Jessica Kalmanovich, Mutter einer 6-jährigen Tochter und eines 3-jährigen Sohnes, die die Grundschule und den Kindergarten von Chabad in verschiedenen Stadtteilen besuchen, sagte, ihre Familie könne es kaum erwarten, dass der Campus eröffnet wird.

„Jeden Morgen, wenn wir am Campus vorbeifahren, fragt mich mein Sohn: ‚Wann ist mein Kindergarten im blauen Gebäude endlich soweit, dass ich dorthin gehen kann?‘“, sagte sie.

Der 31-Jährige, der in Kasachstan geboren wurde, bevor er als Kleinkind nach Deutschland kam, nannte den neuen Campus „einen Meilenstein“ für Juden in Berlin.

„Wir werden als Juden in Berlin sehr sichtbar sein und uns gleichzeitig geschützt fühlen“, fügte sie hinzu.

Ein „glücklicher Ort“, kein „Ghetto“

Im Gegensatz zu vielen anderen jüdischen Einrichtungen in Deutschland, die aus Angst vor möglichen antisemitischen Angriffen hinter Mauern verborgen sind, ist der neue Campus von einem Glaszaun umgeben.

Es ist mit der Synagoge und dem Gemeindezentrum verbunden, die seit vielen Jahren von Chabad, einer orthodoxen jüdischen chassidischen Bewegung, betrieben werden.

„Wir wollten nicht, dass es sich wie ein Ghetto anfühlt“, sagte Teichtal. „Wir wollen, dass dies ein glücklicher Ort ist, ein Tag der offenen Tür.“

Als Teichtal, der in Brooklyn, New York aufwuchs, vor 27 Jahren gebeten wurde, nach Deutschland zu gehen, um dort das jüdische Leben wiederzubeleben, hatte er gemischte Gefühle.

Sein Urgroßvater wurde im Vernichtungslager Auschwitz der Nazis ermordet und auch mehr als 60 weitere Verwandte kamen im Holocaust ums Leben.

Doch zusammen mit seiner Frau Lea machte er sich daran, „Licht in die Dunkelheit zu bringen“.

„An diesem Ort geht es darum, einen Dialog zu schaffen und Vorurteile und Unwissenheit zu überwinden“, sagte der Rabbiner.

Fast 80 Jahre nach dem Holocaust, bei dem 6 Millionen europäische Juden von den Nazis und ihren Handlangern ermordet wurden, ist die jüdische Gemeinde Berlins immer noch weit von der Vergangenheit entfernt.

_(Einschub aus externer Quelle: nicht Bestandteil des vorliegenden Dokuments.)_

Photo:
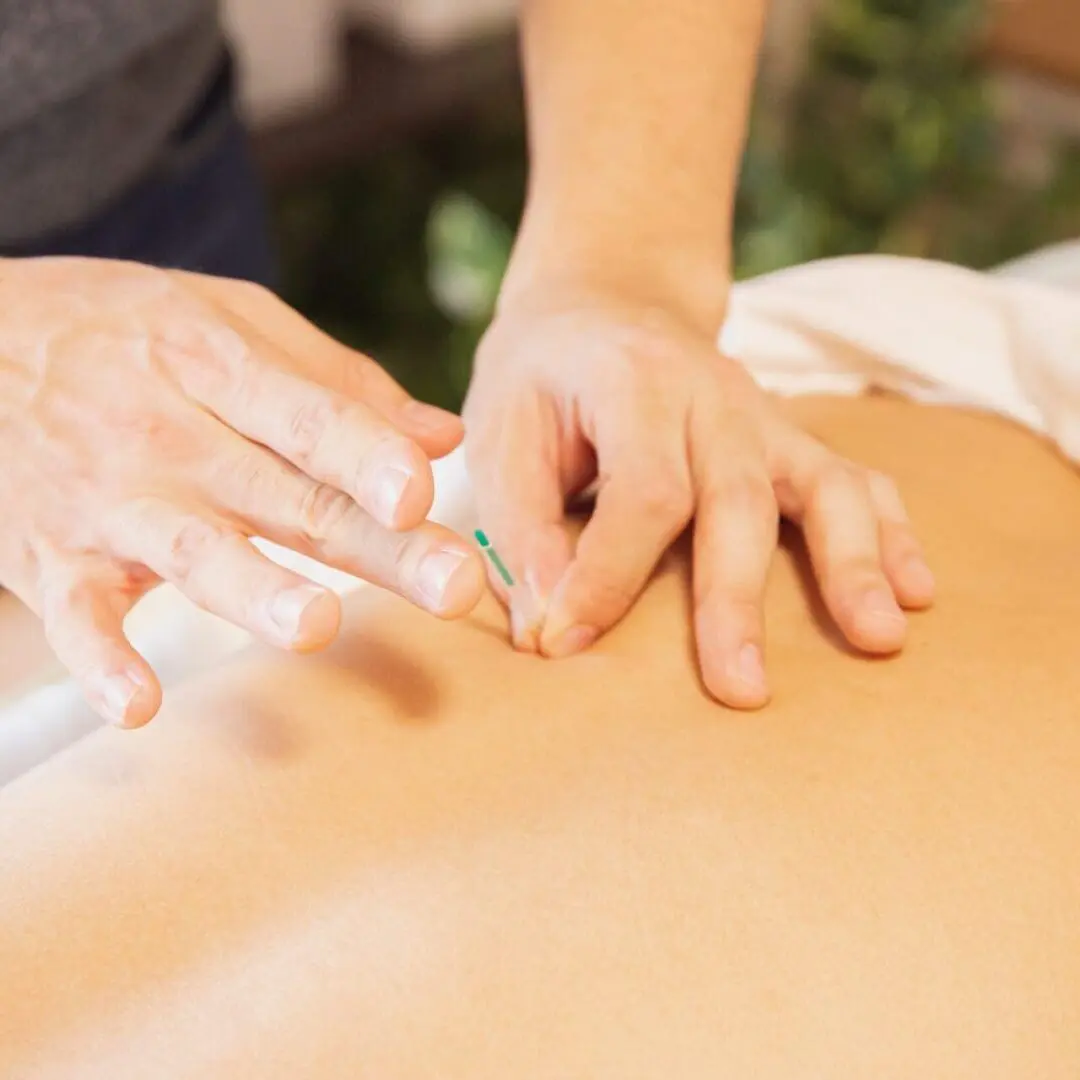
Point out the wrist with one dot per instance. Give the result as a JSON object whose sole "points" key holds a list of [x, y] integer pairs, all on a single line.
{"points": [[554, 268]]}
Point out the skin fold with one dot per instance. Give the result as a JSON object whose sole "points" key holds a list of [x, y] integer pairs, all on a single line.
{"points": [[421, 853]]}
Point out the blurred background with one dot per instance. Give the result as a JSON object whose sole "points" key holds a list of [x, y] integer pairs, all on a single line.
{"points": [[391, 135]]}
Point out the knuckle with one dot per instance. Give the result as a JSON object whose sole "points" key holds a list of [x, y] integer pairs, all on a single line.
{"points": [[886, 493], [323, 512], [835, 475], [747, 494], [309, 423], [603, 598], [664, 495], [192, 542]]}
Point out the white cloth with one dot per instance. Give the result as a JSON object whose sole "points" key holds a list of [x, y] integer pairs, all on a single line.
{"points": [[935, 333]]}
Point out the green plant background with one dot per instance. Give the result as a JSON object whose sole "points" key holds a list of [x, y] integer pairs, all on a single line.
{"points": [[893, 144]]}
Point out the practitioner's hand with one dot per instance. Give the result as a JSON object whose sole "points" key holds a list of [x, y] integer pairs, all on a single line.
{"points": [[151, 422], [604, 390]]}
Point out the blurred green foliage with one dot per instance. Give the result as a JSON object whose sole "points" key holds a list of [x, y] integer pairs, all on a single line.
{"points": [[892, 144]]}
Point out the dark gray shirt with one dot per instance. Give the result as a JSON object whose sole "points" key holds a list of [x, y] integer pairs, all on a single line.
{"points": [[90, 92]]}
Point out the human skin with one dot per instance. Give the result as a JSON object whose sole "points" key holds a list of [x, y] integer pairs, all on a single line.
{"points": [[601, 363], [421, 853], [151, 422]]}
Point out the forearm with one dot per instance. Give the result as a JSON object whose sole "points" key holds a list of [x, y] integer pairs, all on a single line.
{"points": [[636, 125]]}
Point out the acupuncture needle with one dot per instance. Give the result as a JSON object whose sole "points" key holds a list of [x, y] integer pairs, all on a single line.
{"points": [[494, 557]]}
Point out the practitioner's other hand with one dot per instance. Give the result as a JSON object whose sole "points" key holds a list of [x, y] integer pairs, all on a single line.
{"points": [[598, 389], [151, 422]]}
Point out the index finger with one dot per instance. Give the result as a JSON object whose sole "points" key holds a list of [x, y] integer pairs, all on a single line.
{"points": [[520, 501], [331, 437], [640, 511]]}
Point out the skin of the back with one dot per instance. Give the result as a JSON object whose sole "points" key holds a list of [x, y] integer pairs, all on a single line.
{"points": [[422, 854]]}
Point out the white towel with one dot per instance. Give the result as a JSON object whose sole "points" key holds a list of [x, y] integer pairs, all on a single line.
{"points": [[933, 332]]}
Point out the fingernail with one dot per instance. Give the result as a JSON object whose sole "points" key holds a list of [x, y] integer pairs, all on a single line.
{"points": [[571, 642], [288, 608], [116, 693], [527, 609], [387, 487], [434, 574], [750, 666], [428, 417], [881, 604]]}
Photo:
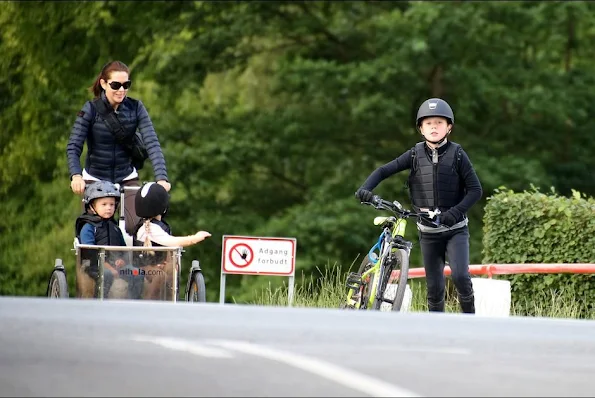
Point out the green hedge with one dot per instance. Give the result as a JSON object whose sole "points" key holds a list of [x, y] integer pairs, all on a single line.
{"points": [[533, 227]]}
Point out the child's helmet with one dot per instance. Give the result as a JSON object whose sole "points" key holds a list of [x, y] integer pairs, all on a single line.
{"points": [[151, 200], [100, 189], [435, 107]]}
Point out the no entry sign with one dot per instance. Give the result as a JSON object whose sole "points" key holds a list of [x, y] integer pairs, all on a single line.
{"points": [[253, 255], [258, 255]]}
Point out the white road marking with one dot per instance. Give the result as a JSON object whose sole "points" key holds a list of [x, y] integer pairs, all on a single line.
{"points": [[349, 378], [185, 346]]}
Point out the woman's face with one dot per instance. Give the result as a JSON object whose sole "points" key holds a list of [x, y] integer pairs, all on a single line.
{"points": [[116, 87]]}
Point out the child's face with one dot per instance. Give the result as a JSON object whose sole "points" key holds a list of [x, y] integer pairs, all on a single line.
{"points": [[104, 207], [435, 128]]}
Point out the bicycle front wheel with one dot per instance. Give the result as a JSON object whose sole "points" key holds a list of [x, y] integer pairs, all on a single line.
{"points": [[402, 257]]}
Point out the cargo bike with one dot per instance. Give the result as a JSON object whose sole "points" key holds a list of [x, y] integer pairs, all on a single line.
{"points": [[127, 272]]}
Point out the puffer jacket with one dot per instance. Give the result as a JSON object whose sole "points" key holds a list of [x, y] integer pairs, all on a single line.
{"points": [[106, 159]]}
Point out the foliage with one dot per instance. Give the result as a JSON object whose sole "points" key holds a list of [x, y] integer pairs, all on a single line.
{"points": [[534, 227]]}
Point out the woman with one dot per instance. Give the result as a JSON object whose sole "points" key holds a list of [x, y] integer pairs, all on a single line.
{"points": [[106, 158]]}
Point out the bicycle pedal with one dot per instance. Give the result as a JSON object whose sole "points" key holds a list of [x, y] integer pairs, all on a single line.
{"points": [[354, 281]]}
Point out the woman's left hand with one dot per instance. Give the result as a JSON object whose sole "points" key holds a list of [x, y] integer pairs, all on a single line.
{"points": [[164, 184]]}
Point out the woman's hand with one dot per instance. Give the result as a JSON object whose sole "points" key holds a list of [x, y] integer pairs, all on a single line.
{"points": [[200, 236], [164, 184], [77, 184]]}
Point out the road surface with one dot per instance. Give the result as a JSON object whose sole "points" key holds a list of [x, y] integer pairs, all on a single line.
{"points": [[80, 348]]}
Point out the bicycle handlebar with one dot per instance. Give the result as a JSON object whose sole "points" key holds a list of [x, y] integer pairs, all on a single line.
{"points": [[398, 209]]}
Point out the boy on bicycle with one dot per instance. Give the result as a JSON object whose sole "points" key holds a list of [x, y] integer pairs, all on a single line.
{"points": [[441, 176]]}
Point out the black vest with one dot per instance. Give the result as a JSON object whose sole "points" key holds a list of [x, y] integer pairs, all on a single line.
{"points": [[435, 185], [159, 256]]}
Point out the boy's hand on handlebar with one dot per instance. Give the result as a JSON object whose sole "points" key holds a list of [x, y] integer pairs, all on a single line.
{"points": [[449, 217], [364, 195]]}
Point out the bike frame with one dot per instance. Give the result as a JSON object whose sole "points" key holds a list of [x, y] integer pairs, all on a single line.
{"points": [[376, 272]]}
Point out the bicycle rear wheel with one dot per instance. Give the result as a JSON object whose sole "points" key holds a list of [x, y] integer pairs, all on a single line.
{"points": [[398, 261]]}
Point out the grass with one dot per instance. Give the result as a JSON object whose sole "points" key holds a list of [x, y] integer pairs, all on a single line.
{"points": [[328, 291]]}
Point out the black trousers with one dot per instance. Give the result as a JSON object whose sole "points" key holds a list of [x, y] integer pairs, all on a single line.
{"points": [[435, 248]]}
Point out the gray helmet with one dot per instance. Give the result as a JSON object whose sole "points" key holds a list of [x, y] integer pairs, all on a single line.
{"points": [[100, 189], [435, 107]]}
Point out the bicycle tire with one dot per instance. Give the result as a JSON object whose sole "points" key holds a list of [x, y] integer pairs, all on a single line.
{"points": [[365, 292], [403, 261]]}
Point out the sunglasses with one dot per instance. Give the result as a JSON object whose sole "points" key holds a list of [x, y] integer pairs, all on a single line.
{"points": [[117, 85]]}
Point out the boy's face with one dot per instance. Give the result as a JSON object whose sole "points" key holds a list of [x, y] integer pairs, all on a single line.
{"points": [[435, 128], [104, 207]]}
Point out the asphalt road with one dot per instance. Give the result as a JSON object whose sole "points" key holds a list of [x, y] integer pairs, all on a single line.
{"points": [[133, 348]]}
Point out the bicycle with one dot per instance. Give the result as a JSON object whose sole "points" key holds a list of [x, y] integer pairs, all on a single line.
{"points": [[366, 288]]}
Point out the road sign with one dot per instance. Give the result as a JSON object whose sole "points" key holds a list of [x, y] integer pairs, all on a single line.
{"points": [[258, 255], [241, 255], [252, 255]]}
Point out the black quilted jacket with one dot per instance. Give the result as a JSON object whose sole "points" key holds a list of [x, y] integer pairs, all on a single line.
{"points": [[106, 159]]}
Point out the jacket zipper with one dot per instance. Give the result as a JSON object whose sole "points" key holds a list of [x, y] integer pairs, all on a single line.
{"points": [[435, 176]]}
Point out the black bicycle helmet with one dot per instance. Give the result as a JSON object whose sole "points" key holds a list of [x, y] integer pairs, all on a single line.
{"points": [[100, 189], [435, 107], [151, 200]]}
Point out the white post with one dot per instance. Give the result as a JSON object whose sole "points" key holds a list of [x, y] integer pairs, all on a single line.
{"points": [[290, 291], [222, 289]]}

Aber es ist wieder lebendig und lebendig – mit schätzungsweise 30.000 bis 50.000 Juden – und Teichtal hat eine wichtige Rolle bei der Entstehung dieser geschäftigen Gemeinde gespielt.

Neben den Nachkommen der überlebenden deutschen Juden wanderten auch viele heute in Berlin lebende Juden nach dem Zusammenbruch des Kommunismus Anfang der 1990er Jahre aus der ehemaligen Sowjetunion aus. Auch junge Israelis und amerikanische Juden kamen in den letzten 15 Jahren in Scharen.

In jüngster Zeit ließen sich mehrere tausend ukrainische Juden in Berlin nieder, nachdem Russland letztes Jahr ihr Heimatland angegriffen hatte, darunter mehrere hundert Flüchtlinge und Waisen, die in der Chabad-Gemeinde Unterschlupf fanden.

Berlin war vor dem Holocaust die Heimat der größten jüdischen Gemeinde Deutschlands. Im Jahr der Machtergreifung der Nationalsozialisten 1933 lebten in Berlin rund 160.500 Juden.

Bis zum Ende des Zweiten Weltkriegs 1945 war ihre Zahl durch Auswanderung und Vernichtung auf etwa 7.000 zurückgegangen.